Sgt. Walton was on his second tour of duty in Vietnam when he and seven others were ambushed during a reconnaissance patrol on May 3, 1971. He had been missing in action for two years when the school dedicated its memorial tree in 1973.
Then, in 2007, the Joint POW/MIA Accounting Command (JPAC) used DNA testing to identify Sgt. Walton’s remains, recovered from the site along with a St. Christopher medal and set of airborne wings he was known to carry. His son, Sergeant 1st Class Lewis C. Walton, Jr., who continued his father’s legacy and was serving in Iraq at the time, spoke with Rhode Island Catholic recently about the experience of learning his father’s remains had been identified after so many years.
“I was in Iraq at the time for the second time and I had been in contact with a man who worked at JPAC. And at the time he had spoken to me and said there were remains found but they were still going through the DNA process,” he said.
“Come to find out, they had a gentleman come down from JPAC who presented the course finding stating it was 99.9% chance that these were my father’s remains based off the DNA.”
Sgt. Walton, Jr., accompanied his father’s remains home to Rhode Island, where a funeral took place at St. Anthony’s Church, North Providence, and a burial at the Veterans Cemetery in Exeter. He said the burial brought closure to his family.
“Obviously it’s a relief that we could bring him home in any type of fashion,” said Sgt. Walton Jr. “I think it brought closure to my mom, who was left wondering with two small kids, as well as my aunt’s side of the family.”

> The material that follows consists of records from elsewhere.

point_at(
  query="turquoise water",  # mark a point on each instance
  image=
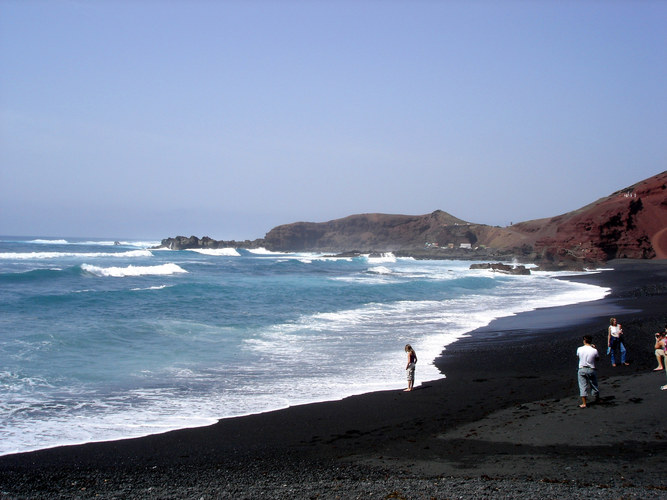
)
(102, 341)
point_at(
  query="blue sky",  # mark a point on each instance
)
(156, 118)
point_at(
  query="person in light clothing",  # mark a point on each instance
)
(615, 341)
(588, 381)
(410, 368)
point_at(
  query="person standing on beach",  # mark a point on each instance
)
(588, 381)
(615, 341)
(410, 368)
(660, 351)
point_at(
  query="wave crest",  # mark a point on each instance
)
(121, 272)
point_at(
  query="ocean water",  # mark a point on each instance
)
(103, 341)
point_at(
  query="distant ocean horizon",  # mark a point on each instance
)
(103, 339)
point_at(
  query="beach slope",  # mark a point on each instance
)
(504, 423)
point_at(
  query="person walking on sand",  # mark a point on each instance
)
(410, 368)
(588, 381)
(615, 341)
(660, 351)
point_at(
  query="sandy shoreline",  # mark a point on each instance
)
(503, 424)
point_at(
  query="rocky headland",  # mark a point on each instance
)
(629, 223)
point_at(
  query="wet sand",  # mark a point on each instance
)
(504, 423)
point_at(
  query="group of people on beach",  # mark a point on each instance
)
(588, 354)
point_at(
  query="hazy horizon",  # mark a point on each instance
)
(145, 120)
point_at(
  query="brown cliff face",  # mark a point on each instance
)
(370, 232)
(631, 223)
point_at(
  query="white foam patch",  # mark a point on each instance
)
(49, 242)
(263, 251)
(221, 252)
(384, 258)
(380, 270)
(83, 255)
(121, 272)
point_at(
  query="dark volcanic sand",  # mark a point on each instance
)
(505, 423)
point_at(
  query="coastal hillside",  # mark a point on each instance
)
(630, 223)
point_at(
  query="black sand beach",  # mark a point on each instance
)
(504, 423)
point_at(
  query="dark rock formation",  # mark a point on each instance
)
(184, 243)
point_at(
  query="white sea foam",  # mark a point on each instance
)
(158, 287)
(224, 252)
(49, 242)
(60, 255)
(380, 270)
(385, 257)
(121, 272)
(263, 251)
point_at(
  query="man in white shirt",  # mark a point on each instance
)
(588, 381)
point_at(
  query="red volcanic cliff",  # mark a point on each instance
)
(630, 223)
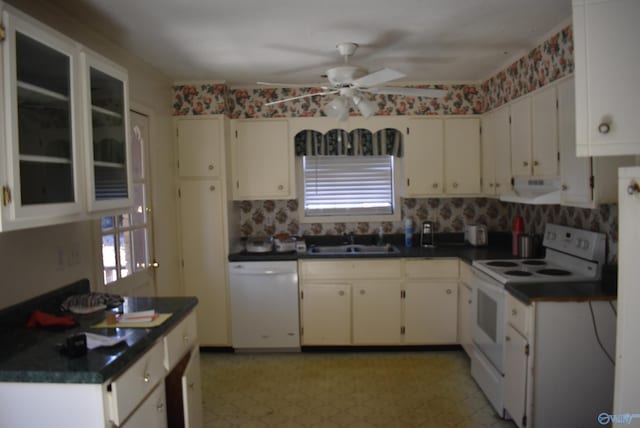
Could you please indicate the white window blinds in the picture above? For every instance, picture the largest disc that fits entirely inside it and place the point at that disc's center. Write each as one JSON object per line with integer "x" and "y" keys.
{"x": 348, "y": 185}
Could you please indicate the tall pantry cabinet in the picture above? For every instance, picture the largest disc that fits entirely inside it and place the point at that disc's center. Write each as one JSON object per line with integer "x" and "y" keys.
{"x": 203, "y": 201}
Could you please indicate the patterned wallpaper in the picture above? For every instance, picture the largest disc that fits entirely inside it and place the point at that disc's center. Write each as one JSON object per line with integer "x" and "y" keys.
{"x": 550, "y": 61}
{"x": 546, "y": 63}
{"x": 265, "y": 218}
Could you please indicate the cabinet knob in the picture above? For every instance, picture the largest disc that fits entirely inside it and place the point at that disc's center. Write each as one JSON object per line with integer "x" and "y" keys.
{"x": 604, "y": 128}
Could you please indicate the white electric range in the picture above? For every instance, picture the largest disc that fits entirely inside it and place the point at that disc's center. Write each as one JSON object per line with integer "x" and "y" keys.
{"x": 571, "y": 255}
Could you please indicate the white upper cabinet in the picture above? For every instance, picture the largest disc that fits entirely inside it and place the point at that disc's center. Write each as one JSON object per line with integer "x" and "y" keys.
{"x": 108, "y": 150}
{"x": 534, "y": 141}
{"x": 586, "y": 182}
{"x": 607, "y": 59}
{"x": 200, "y": 145}
{"x": 442, "y": 156}
{"x": 423, "y": 157}
{"x": 462, "y": 156}
{"x": 41, "y": 171}
{"x": 496, "y": 152}
{"x": 263, "y": 164}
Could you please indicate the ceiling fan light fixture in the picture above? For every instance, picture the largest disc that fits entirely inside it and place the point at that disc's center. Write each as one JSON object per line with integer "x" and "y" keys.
{"x": 366, "y": 107}
{"x": 338, "y": 109}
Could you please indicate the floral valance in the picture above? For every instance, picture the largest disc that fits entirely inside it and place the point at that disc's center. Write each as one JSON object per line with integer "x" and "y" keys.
{"x": 359, "y": 142}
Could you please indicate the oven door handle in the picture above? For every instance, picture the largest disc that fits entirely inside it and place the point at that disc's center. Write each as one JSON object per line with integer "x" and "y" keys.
{"x": 486, "y": 281}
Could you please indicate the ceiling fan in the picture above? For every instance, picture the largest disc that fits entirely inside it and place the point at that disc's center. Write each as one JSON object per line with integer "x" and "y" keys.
{"x": 351, "y": 82}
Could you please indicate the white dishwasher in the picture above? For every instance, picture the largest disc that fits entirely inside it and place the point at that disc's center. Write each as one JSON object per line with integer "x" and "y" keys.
{"x": 264, "y": 305}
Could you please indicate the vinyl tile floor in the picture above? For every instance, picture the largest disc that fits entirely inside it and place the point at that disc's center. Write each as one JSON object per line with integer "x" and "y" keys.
{"x": 343, "y": 389}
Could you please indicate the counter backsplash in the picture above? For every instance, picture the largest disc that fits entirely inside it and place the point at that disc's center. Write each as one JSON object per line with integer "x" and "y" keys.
{"x": 266, "y": 218}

Sgt. Walton Jr., and his cousins, the Martins, are among those participating in the re-dedication ceremony on Thursday, May 26. In addition to school families, faculty and staff, the event will be attended by local veterans’ groups, school alumni and town representatives, all coming together to honor the legacy of a soldier who was lost and then found, but never forgotten in the memory of Monsignor Clarke School.
“Maureen made it her life’s mission to make sure he wasn’t forgotten,” said Marshall, explaining how Sgt. Walton’s sister, now passed, continued to be active in POW and veterans’ groups her entire life. “We’re honoring the dedication of Maureen Martin and her family because they were so dedicated to the cause, and of course honoring Lewis Walton and his family for their service and sacrifice.”
Falling close to Memorial Day, the re-dedication ceremony will honor soldiers missing or lost in combat, as well as all veterans and active military who have given of themselves in defense of their country. School Principal Dr. John Finnegan said the ceremony has been an opportunity to teach the students about honoring military service members, a civic duty sometimes forgotten in today’s political climate.
“We owe a debt to those folks and in this crazy political world to give them the recognition they deserve,” he said. “We’re getting them [the students] ready for society.”
Several students are participating in the re-dedication, including eighth-grader Thomas Dziekan, who has been practicing taps on his trumpet to perform at the ceremony. Dziekan explained during a recent school day how he and his classmates have been learning about Memorial Day and the Vietnam War in class.
“It’s been pretty important not to forget people who are missing,” he said.
Steve Stuart, a member of the local Veterans of Foreign Wars Post who will also participate in the ceremony, said he knew Maureen Martin personally and was working at T. F. Green Airport the day her brother’s remains were brought home.
“I was in the receiving line when her brother came back,” he said. “It was very emotional. I was at the Veterans Cemetery when they crossed off his star.”
Stuart said he sees involving students in memorial ceremonies such as this one as important to making sure they understand the sacrifice of those who died in combat.
“It’s good to keep the children involved so they remember,” he said. “There are people who sacrificed their lives for them.”